All the Pretty Horses

All the Pretty Horses Themes

Sacred Violence

Most of Cormac McCarthy's work centers around the notion of inescapable evil, or as one critic named it, "sacred violence." No matter how peaceful the appearance of a situation or how comfortable characters might make themselves, violence is always building latently under the surface. McCarthy rarely agrees to interviews, but in a rare conversation with the New York Times, he virtually spells out the theme at the center of All the Pretty Horses:

There is no such thing as life without bloodshed. The notion that the species can be improved in some way, that everyone could live in harmony, is really a dangerous idea. Those who are afflicted with this notion are the first ones to give up their souls, their freedom. Your desire that it be that way will enslave you and make your life vacuous.

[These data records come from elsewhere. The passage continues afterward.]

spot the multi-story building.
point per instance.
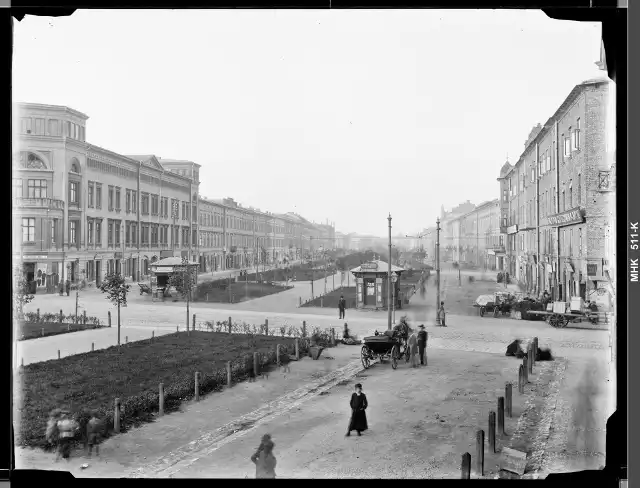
(81, 211)
(558, 199)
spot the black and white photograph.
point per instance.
(196, 194)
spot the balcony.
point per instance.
(46, 203)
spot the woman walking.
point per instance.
(359, 404)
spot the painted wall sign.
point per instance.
(572, 216)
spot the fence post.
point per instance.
(521, 379)
(492, 431)
(501, 416)
(465, 468)
(116, 416)
(480, 452)
(161, 400)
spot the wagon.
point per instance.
(388, 345)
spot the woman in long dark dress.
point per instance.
(359, 404)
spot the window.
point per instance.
(90, 232)
(575, 135)
(73, 232)
(28, 230)
(73, 192)
(90, 193)
(37, 188)
(98, 195)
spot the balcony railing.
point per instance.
(49, 203)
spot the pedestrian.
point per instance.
(342, 305)
(442, 314)
(422, 345)
(264, 459)
(412, 343)
(359, 404)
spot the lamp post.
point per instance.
(394, 279)
(389, 278)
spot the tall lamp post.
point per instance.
(389, 278)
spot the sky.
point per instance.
(346, 116)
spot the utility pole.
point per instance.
(437, 270)
(389, 279)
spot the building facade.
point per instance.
(559, 198)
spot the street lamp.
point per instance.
(394, 279)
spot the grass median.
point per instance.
(132, 373)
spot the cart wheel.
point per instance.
(365, 355)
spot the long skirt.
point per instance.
(358, 421)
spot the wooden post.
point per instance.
(508, 395)
(465, 469)
(116, 416)
(501, 416)
(161, 400)
(521, 379)
(480, 452)
(256, 366)
(492, 431)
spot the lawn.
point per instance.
(133, 373)
(330, 300)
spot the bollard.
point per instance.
(161, 400)
(492, 431)
(465, 468)
(480, 452)
(501, 416)
(256, 364)
(116, 416)
(521, 379)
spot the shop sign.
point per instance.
(573, 216)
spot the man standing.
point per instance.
(422, 345)
(342, 305)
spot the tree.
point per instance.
(116, 289)
(183, 279)
(21, 295)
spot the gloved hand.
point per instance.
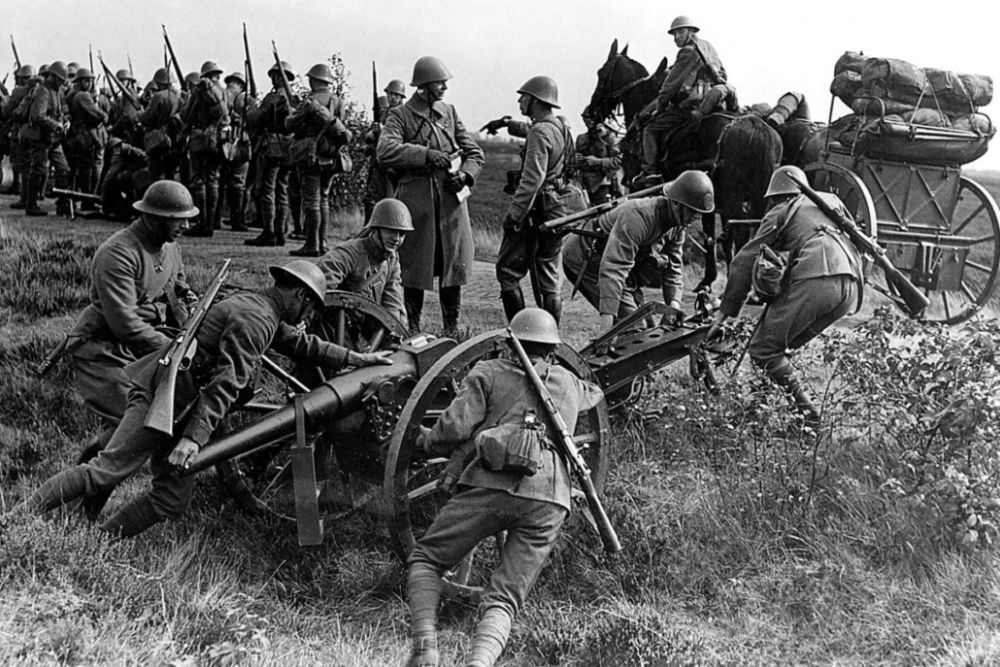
(493, 126)
(455, 182)
(438, 159)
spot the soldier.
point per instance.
(272, 142)
(317, 121)
(824, 282)
(236, 162)
(369, 265)
(525, 248)
(43, 134)
(643, 247)
(206, 115)
(87, 134)
(161, 119)
(598, 161)
(530, 509)
(434, 158)
(696, 69)
(235, 334)
(15, 112)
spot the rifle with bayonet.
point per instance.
(594, 211)
(914, 300)
(246, 50)
(173, 58)
(566, 447)
(177, 356)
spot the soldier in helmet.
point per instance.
(369, 264)
(234, 335)
(161, 120)
(548, 154)
(206, 114)
(43, 133)
(531, 509)
(642, 247)
(318, 121)
(272, 142)
(426, 145)
(87, 133)
(823, 282)
(696, 69)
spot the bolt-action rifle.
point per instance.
(567, 448)
(173, 58)
(177, 357)
(913, 299)
(594, 211)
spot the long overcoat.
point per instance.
(441, 243)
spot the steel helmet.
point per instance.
(693, 189)
(429, 69)
(285, 66)
(782, 184)
(391, 214)
(210, 67)
(304, 272)
(320, 72)
(162, 77)
(167, 199)
(682, 22)
(535, 325)
(543, 89)
(396, 87)
(58, 69)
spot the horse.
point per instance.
(739, 151)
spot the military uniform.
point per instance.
(643, 248)
(234, 335)
(531, 509)
(441, 244)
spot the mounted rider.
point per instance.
(697, 68)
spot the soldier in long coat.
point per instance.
(435, 159)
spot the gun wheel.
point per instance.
(411, 497)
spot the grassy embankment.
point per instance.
(745, 543)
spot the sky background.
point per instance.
(492, 47)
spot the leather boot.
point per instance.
(491, 636)
(451, 304)
(132, 519)
(413, 299)
(784, 376)
(513, 302)
(553, 304)
(423, 595)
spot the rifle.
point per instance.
(173, 58)
(567, 448)
(13, 47)
(246, 50)
(593, 211)
(914, 300)
(177, 357)
(284, 77)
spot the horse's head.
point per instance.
(614, 77)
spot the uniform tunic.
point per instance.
(441, 243)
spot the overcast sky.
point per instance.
(492, 47)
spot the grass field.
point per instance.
(745, 542)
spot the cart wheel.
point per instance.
(411, 497)
(260, 481)
(977, 219)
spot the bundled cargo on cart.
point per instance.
(908, 112)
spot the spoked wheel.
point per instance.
(411, 497)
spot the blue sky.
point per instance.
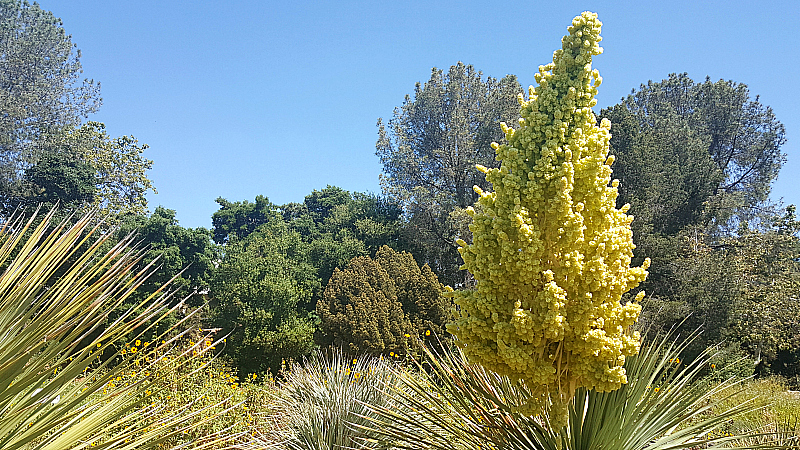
(241, 98)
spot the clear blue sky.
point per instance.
(241, 98)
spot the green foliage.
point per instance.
(120, 170)
(429, 150)
(381, 305)
(239, 219)
(261, 293)
(185, 254)
(765, 320)
(740, 135)
(37, 102)
(60, 177)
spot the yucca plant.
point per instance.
(56, 293)
(324, 400)
(449, 403)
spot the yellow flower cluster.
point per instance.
(551, 253)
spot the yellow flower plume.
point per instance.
(551, 253)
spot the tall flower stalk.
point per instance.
(551, 253)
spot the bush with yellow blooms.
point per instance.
(551, 253)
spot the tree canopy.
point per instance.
(41, 85)
(429, 149)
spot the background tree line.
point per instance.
(367, 271)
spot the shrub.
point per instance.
(382, 305)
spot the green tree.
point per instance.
(239, 219)
(185, 254)
(261, 294)
(740, 135)
(59, 177)
(120, 170)
(766, 319)
(429, 150)
(694, 160)
(41, 86)
(381, 305)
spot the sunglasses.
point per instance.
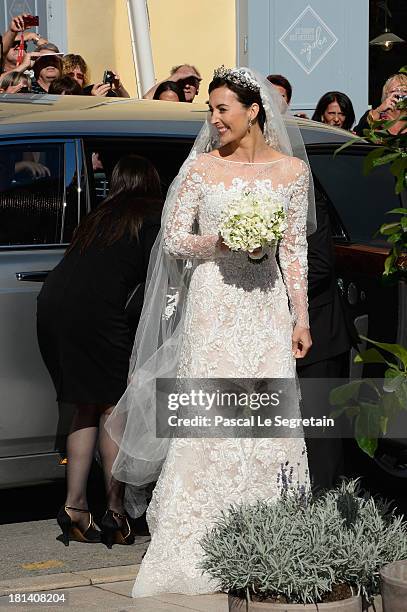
(17, 45)
(190, 81)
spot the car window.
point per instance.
(31, 193)
(167, 155)
(360, 201)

The theme of sacred violence, then, has two components - human's innate affinity for bloodshed and the futility of denying this affinity. We see examples of this human instinct once John Grady and Rawlins arrive at the La Purisima ranch. Just as a metal rod attracts lightning, the two Americans serve as scapegoats for a community to exorcise its repressed hostilities. Alejandra uses John Grady as a pawn in her own adolescent rebellion, Rocha allows the arrest of the two men as virtual whipping boys for his daughter, Alfonsa wars against John Grady to purge the rage of her own past. Innocent in their youth, both Rawlins and John Grady never question their assumption that members of two communities can merge harmoniously. But after being expelled from the ranch, thrown into prison and unjustly accused of a crime, witnesses to the execution of a friend, beaten into submission by convicts, and stripped of their dignity, the two Americans learn that their souls are not only defined by their search of serenity and fulfillment, but also their ability to survive in the face of primal aggression. Rawlins ultimately cannot handle this duality of human nature and returns home. John Grady learns to embrace it - after being released from prison, he appropriates the violence inflicted onto him and seeks vengeance as the last step in his rite of passage. He returns to San Angelo with all the possessions with which he began his journey - his horses, his pride.

Coming of Age

The coming-of-age novel warrants its own genre, since its characteristics are so entrenched: hero or heroine rebels against family, finds love unexpectedly, loses their innocence as a result of consummating or sacrificing this love. Though John Grady follows this template in All the Pretty Horses, love is only one aspect of his rite of passage. Before he leaves San Angelo, John Grady seems unsure of himself and in a state of perpetual blankness - like most teenagers - but he also is unusually possessed by a search for meaning, for fulfillment. He searches the plot of his mother's play for divine significance, looks to the landscape for answers while riding with his father for the last time, and eventually leaves his hometown not to pursue a new destination, but rather in a quest for one, for some purpose to his life. In San Angelo, his life lent itself to a vacuous limbo - his mother neither offered him guidance nor ceded him control, his father is a beaten man on his last breaths, his last relationship with a girl ended apathetically. But by the end of McCarthy's novel, John Grady grows up in all the capacities of a true hero - he has learned to be a father (to Blevins), a lover (to Alejandra), and a friend (to Rawlins). And most importantly, he has lost his innocence without becoming disillusioned. When he leaves San Angelo again at the end of the novel, he is a hardened hero, but also a wise one. His spirit is no longer defined by its emptiness, but by its completeness - its synthesis of the moral and amoral, the serene and violent.

Competing Moral Codes

John Grady's character is most often revealed in conversations with characters who share opposing moral codes. Where he sees his love for Alejandra in terms of 'right and wrong', Duena Alfonsa sees it as an affair that can be aborted by outside parties - a matter not of right and wrong, but rather of 'who gets to say'. Similarly, the captain and Emilio Perez reject the idea of 'tainted money' and mock John Grady's righteous opposition to paying his way out of prison. McCarthy does not validate John Grady's romanticism, but rather complicates it. John Grady becomes a hero not because he stands by his idealistic beliefs, but because he learns to relinquish them when it is necessary to pursue justice, when it is necessary to survive.

Gender:

Though not a paramount theme of All the Pretty Horses, it is worth noting that John Grady's fate seems to be principally dictated by women - certainly an unusual development for a Western novel. His mother prevents him from running the ranch, Alejandra essentially signs the papers for his arrest by confessing the affair to her father, Duena Alfonsa pays his way out of prison and ends any possibility of resuming his relationship with Alejandra. All of his violent encounters, however, involve men. Indeed, it is as if the course of John Grady's life is determined by women, and only occasionally interrupted by a tussle with a fellow man - either to purge rage or defend against it.